Business
Champagne 2040: Comité Champagne builds long-horizon strategy on consumer demand
The region's joint trade body is reframing its strategic plan around consumer expectations in 2040, layering climate targets, research investment and a public-facing 2027 Reims showcase on top of the 2023 roadmap.
What happened
The Comité Champagne has shifted the framing of its medium-term strategy from production targets to consumer expectations, organising its long-range planning around what wine drinkers will want in 2040. A major public-facing showcase is planned in Reims for June 2027 as part of the initiative.
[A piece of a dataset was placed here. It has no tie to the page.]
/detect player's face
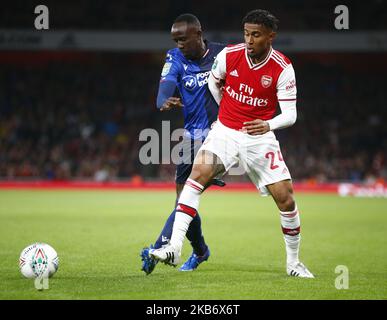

The 2040 framing sits on top of the more concrete investment plan the institution announced in February 2023: an additional €10 million in annual budget over five years, directed at research, environmental certification, training and expanded export-market representation.
Why it matters
The region’s last major strategic pivot was sized to a production logic — how much fruit to release, how to manage reserve wines, how to coordinate stock across houses. Planning to a 2040 demand curve is a different exercise: it is about which consumers, in which countries, at which price points, will still want champagne in fifteen years’ time, and which grape varieties, carbon intensity and storytelling the sector will need to meet them.
Two external pressures force the shift. Climate adaptation is already visible in vintage variability; the 2023 plan committed the sector to net-zero carbon by 2050 and 100% environmental certification by 2030. And a series of flat-to-negative years since 2022 has made clear that volume growth can no longer be the central KPI.
Context
The Comité Champagne is the joint trade association that has represented growers, cooperatives and houses since 1941. Under its co-presidents Maxime Toubart and David Chatillon, the institution sets appellation policy, runs R&D, protects the name in more than 120 countries, and coordinates market communication.
The June 2027 Reims event is framed as a large-scale, public-facing showcase — a departure from the traditional trade-first posture of champagne’s institutional communications.